These Two Hearts by Kenna WhiteThese Two Hearts by Kenna White is a trick shot romance that, like the balls on a pool table, has you trying to figure out the angles and possible scenarios these two women can play out in order to win the ultimate game. Kenna White gives us two women, Sara and Jessie, that have no business being together. But as you read about who they are, what defines them as individuals, and how they interact with each other, you can’t help but fall in love with them and look forward to them finally being together.

Sara Patterson’s life is very sensible. She has been working hard the last few years to complete her education, and she has landed secure employment in a hospital lab off the southern coast of Washington state. All she wants to do is complete her thesis, do well at her job, and take care of her dog, Gypsy. She has no room for romance, nor does she want it. Especially not with the local, yet not always stationary, bartender, Jessie Singer.

Jessie Singer has one big dream – to become a professional pool player. It’s a dream that takes her all over the place, from job to job and woman to woman. Despite all this traveling, Jessie always returns home to the family and friends that she loves. Before Jessie can set out again, fate brings her into the office of Sara Patterson for blood tests. Pretty soon, Jessie is wondering if there’s more to life than just chasing her life-long dream and if it has to do with a certain blonde in a lab coat.
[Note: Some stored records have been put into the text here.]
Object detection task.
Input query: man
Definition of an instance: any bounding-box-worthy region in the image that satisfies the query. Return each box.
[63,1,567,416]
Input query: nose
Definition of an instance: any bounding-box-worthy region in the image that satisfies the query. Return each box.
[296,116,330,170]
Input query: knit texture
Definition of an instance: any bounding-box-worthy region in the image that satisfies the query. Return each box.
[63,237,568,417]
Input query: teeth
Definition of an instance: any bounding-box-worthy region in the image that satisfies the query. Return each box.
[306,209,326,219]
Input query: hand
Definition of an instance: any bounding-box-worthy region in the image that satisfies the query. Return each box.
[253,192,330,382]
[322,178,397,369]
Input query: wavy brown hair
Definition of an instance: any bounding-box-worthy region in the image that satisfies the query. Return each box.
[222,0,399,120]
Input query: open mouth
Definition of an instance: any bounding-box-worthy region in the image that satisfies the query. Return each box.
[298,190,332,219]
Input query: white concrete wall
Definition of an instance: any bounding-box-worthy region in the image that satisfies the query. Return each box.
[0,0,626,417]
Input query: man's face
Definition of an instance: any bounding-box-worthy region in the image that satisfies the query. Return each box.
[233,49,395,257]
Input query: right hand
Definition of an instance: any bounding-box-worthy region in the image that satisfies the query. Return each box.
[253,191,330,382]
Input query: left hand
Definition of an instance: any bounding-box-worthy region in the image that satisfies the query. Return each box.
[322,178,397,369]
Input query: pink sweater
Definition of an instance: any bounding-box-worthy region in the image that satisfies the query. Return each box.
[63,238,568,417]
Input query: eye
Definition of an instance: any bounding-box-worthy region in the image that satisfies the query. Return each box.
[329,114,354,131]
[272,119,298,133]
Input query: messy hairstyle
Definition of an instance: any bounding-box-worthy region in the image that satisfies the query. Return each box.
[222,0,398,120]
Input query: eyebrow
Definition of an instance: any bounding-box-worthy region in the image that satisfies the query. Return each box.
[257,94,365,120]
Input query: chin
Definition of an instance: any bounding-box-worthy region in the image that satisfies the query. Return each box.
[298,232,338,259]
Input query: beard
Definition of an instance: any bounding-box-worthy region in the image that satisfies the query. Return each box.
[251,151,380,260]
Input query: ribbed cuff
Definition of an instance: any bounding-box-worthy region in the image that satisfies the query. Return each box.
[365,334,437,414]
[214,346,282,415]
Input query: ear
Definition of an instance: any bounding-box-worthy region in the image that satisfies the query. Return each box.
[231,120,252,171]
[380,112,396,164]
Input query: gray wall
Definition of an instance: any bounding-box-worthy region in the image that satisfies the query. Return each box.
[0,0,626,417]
Both of these women knew exactly what they wanted from life, until their paths crossed and crashed their worlds together.

The Characters

I’m a big sucker for opposites attract, and these two women couldn’t be more opposite.

Sara is very practical in what she wants out of life. It doesn’t make her boring or monotonous. She just wants the simple comforts that all people want: a job, a house, and a steady income. Her only flaw is that she’s not very adventurous or impulsive. Even though she longs to throw caution to the wind, she’s not wired to do so, but that doesn’t stop her from being a caring and sympathetic individual.

Jessie is more impetuous. She is more homed in to her adventurous side than Sara, and it shows in her ability to pick up and move to different jobs. It is one of Jessie’s attractive qualities to Sara, and it’s a big reason why Sara is drawn to Jessie throughout the story, even though I feel it’s more out of a feeling of jealousy than admiration for Sara.

The supporting characters are fun to read as they interact with Sara and Jessie. Dr. Lesterbrook is the typical hard ass boss to Sara, until you find out the reason why he’s so hard on her and the secret he’s been hiding. Edie and Margie are both great sounding boards for Sara as she sorts through her feelings about Jessie. And, of course, there is Gypsy. The cutest little service dog I have ever read about. She’s definitely the source of Sara’s happiness.

The Writing Style

The writing style of this story reads like a romantic comedy. It’s a development story that takes Jessie and Sara on the journey from friends to lovers with all the aspects of life that come along the way, including dating other women. White gives us a lot of conversation between the characters and very little description about their inner thoughts. I really enjoyed this aspect because sometimes stories give too much detail on a character’s inner musings. What White does here is cut out a lot of the noise and just has Jessie and Sara communicate with each other, openly and honestly. It’s spectacular to read because I felt I was getting to know the characters better through their physical interactions than through their internal actions. It was much more satisfying.

The Pros

I love how White gives a physical representation of Jessie’s and Sara’s personalities and how they clash at the beginning, yet slowly start to grow on each other.

Jessie is selling a scooter she bought spontaneously. At one point, Sara expresses a slight interest in buying it. On a whim, which is in line with Jessie’s impulsiveness, she decides to take the scooter over to the hospital for Sara to look at. Sara has by now listened to her practical side and decides against buying the scooter, stating she doesn’t like to be pressured and wants to think about it more.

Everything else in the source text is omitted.